The original De-Stress location, the Visible Storage gallery, gave students an opportunity to sketch  highlights from McGill’s collection brought together in one place. In a similar spirit, De-Stress online allows the VAC to showcase works which are spread out across McGill’s campuses and many buildings – some of which are in staff-only areas or private offices. Many works chosen for the weekly posts have been pieces which are new to the collection. This is the case for this week’s work and De-stress’ first sculpture, The Judge by Peter Monk (ca. 2004 -2005). Or the photograph of a fish adorned mantelpiece by Charles Gurd from his Montreal Mansions photography series (1974).

 

[LEFT] Unknown Artist, Untitled [Japanese Woodcut Print], c. 19th century, 2019-001.037, Gift of Dr. Joanne Jepson, M.D., C.M., ‘59. [RIGHT] Mask inspired by VAC De-Stress Artwork made by Maria Ezcurra at McGill Art Hive.

Another work recently shared in a De-Stress post is a Japanese woodblock print from the Edo period. Sharing this new work, which was part of a donation given by Dr. Joanne Jepson last year and is affectionately referred to as “Batman” by staff, led to a friendly exchange of similar works between McGill and the Los Angeles County Museum of Art on Instagram. This interactive series has given more visibility to the diversity of artworks in the Collection and its new acquisitions.

Propter Dolby, “Comet at Four Years,” 1868. Oil on canvas, 78 x 108cm.

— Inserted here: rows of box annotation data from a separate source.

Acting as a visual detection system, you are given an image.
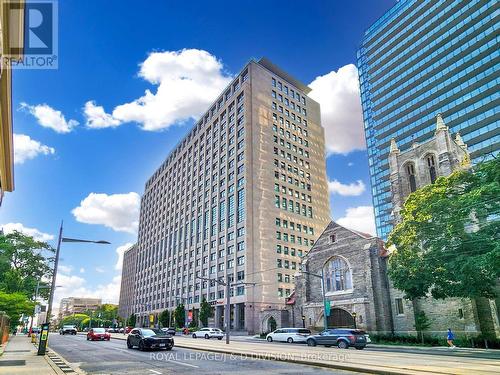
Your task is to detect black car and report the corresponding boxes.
[161,328,175,336]
[306,328,367,350]
[127,328,174,350]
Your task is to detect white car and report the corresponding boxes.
[266,328,311,344]
[192,328,224,340]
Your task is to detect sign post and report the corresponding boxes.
[37,323,49,355]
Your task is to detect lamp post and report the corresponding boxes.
[302,269,328,330]
[38,221,110,355]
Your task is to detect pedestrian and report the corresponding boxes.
[446,328,456,349]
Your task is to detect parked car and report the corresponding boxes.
[306,328,367,350]
[87,328,111,341]
[161,328,175,336]
[192,328,224,340]
[59,325,76,335]
[127,328,174,350]
[266,328,311,344]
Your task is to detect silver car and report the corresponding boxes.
[192,328,224,340]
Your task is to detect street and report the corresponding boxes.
[45,334,354,375]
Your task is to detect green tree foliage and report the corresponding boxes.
[388,159,500,300]
[158,309,170,327]
[0,231,54,299]
[199,298,212,327]
[0,291,35,328]
[127,314,137,327]
[174,303,186,328]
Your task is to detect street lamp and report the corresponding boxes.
[302,269,328,330]
[38,221,111,355]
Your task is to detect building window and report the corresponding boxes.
[427,155,436,184]
[396,298,405,315]
[324,257,352,292]
[406,163,417,193]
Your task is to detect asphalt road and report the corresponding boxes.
[49,334,353,375]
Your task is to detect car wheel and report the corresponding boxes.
[307,339,316,346]
[337,340,349,349]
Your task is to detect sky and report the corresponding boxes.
[0,0,396,307]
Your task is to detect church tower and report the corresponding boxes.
[389,114,470,225]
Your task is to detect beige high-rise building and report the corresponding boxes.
[131,59,330,332]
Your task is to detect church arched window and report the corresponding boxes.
[406,163,417,193]
[323,257,352,292]
[426,155,436,184]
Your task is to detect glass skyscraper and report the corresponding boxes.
[358,0,500,238]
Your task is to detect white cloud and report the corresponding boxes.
[328,180,366,197]
[0,223,54,242]
[336,206,376,235]
[71,192,141,233]
[83,100,121,129]
[115,242,133,270]
[14,134,56,164]
[57,264,73,274]
[54,272,121,314]
[85,49,231,131]
[21,103,78,133]
[309,64,366,154]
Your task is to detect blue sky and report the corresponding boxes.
[0,0,395,308]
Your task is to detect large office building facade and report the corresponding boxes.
[131,59,330,332]
[358,0,500,238]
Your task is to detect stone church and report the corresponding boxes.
[289,115,499,336]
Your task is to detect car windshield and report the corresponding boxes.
[142,329,165,337]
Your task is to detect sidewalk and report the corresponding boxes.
[101,334,500,374]
[0,335,64,375]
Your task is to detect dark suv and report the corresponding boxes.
[306,328,367,350]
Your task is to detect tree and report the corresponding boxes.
[199,298,212,327]
[0,291,35,328]
[0,231,54,299]
[127,314,137,327]
[388,159,500,340]
[174,303,186,328]
[158,309,170,327]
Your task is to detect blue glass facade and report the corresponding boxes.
[358,0,500,239]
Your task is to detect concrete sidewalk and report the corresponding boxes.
[0,335,64,375]
[99,334,500,374]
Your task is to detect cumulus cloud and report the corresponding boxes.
[21,102,78,133]
[83,100,121,129]
[328,180,366,197]
[84,49,231,131]
[54,272,121,315]
[71,192,141,233]
[336,206,376,235]
[0,223,54,242]
[14,134,56,164]
[115,242,133,270]
[309,64,366,154]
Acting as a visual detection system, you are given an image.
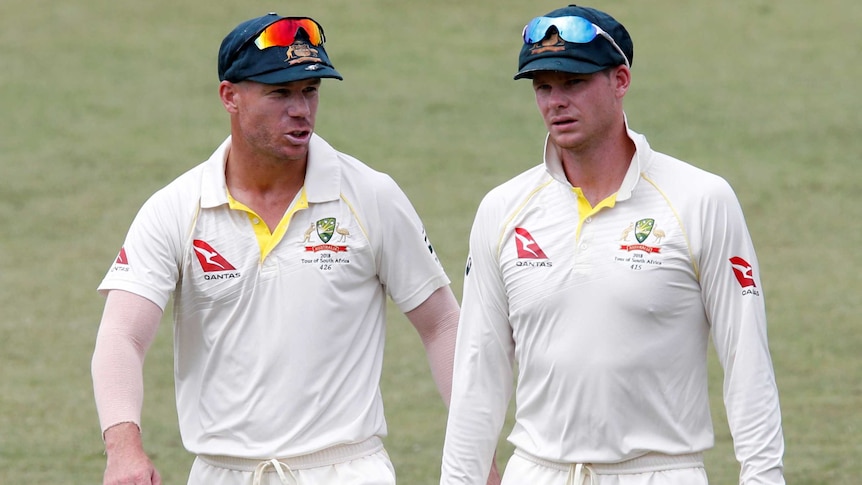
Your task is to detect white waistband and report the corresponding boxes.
[515,448,703,475]
[198,436,383,472]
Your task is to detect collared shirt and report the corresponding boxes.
[99,135,449,458]
[441,126,784,485]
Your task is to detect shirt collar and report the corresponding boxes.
[201,133,341,208]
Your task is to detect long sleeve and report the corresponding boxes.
[700,180,784,485]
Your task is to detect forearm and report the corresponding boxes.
[91,291,162,433]
[407,286,460,406]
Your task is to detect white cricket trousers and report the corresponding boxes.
[502,449,708,485]
[188,437,395,485]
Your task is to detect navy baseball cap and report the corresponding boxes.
[218,12,343,84]
[515,5,634,79]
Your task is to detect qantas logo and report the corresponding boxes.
[730,256,760,296]
[515,227,553,268]
[192,239,239,279]
[515,227,548,259]
[730,256,757,288]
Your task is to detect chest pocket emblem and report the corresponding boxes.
[635,219,655,242]
[317,217,335,244]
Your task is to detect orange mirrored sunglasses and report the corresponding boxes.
[254,17,326,50]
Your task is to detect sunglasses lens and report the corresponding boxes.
[254,19,324,49]
[524,17,598,44]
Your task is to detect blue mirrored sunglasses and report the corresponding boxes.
[523,17,631,68]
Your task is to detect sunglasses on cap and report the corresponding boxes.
[254,17,326,50]
[523,17,631,68]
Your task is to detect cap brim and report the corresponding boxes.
[246,63,344,84]
[515,57,612,79]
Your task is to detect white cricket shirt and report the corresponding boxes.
[99,135,449,459]
[441,126,783,485]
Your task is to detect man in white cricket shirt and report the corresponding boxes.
[92,14,499,485]
[440,5,784,485]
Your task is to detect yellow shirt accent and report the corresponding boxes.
[227,187,308,262]
[572,187,617,239]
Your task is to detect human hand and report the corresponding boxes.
[102,423,162,485]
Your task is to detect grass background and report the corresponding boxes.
[0,0,862,485]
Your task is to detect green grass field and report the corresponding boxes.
[0,0,862,485]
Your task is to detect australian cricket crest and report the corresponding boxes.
[317,217,335,244]
[636,219,655,243]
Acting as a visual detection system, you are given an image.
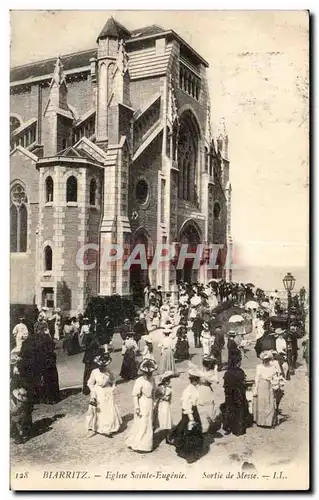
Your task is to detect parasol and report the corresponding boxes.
[228,314,245,323]
[245,300,259,309]
[261,302,271,309]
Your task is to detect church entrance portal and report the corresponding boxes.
[130,234,150,306]
[176,223,200,283]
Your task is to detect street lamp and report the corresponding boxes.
[282,273,296,375]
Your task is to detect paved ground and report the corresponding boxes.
[11,324,309,487]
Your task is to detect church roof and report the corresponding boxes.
[97,17,131,40]
[131,24,166,38]
[10,17,208,83]
[46,146,99,163]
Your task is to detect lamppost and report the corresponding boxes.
[282,273,297,375]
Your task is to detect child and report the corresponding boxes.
[160,300,170,328]
[152,307,161,329]
[156,371,174,431]
[142,335,155,361]
[10,387,33,444]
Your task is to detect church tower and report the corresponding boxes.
[96,18,134,295]
[42,57,74,156]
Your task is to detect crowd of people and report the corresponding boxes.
[11,280,307,462]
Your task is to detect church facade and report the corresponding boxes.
[10,18,231,312]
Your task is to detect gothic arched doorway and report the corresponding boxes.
[130,231,151,306]
[176,222,201,283]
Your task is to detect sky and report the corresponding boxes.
[11,11,309,288]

McGill Visual Arts Collection 1973-244.

 

If you choose to participate in De-Stress: once you have the week’s artwork framed by your chosen screen, desktop, laptop, tablet, phone, whatever suits your fancy – you may make your choice of medium. The VAC has seen a variety of tools chosen: from pencil to watercolour to digital collage, the choice is the artist’s. To promote a truly immersive experience, the VAC has also curated playlists on Spotify which are inspired by each work! 

 

Heath Macleod, “Comet at Four by Heath at Two”, April 2020. Marker, paint, crayon on paper.

In a drawing of the painting Comet at Four Years by Propter Dolby (1868), a young ingénue decided a multimedia approach was most fitting: combining crayon, acrylic paint and marker. He brought out of Comet such emotion which lays hidden in the restraint of the original oil on canvas work (hung at the Macdonald campus). Indeed, if you look to participate in an upcoming De-Stress + Sketch the VAC encourages you to follow this young gentleman’s lead and lose yourself in the work.

In summary, digital De-Stress + Sketch follows the intent of the original event but with the hopes of serving the wider McGill community. Out of the library and off campus, the VAC aims to bring the McGill community a moment of calm with some of its favourite works.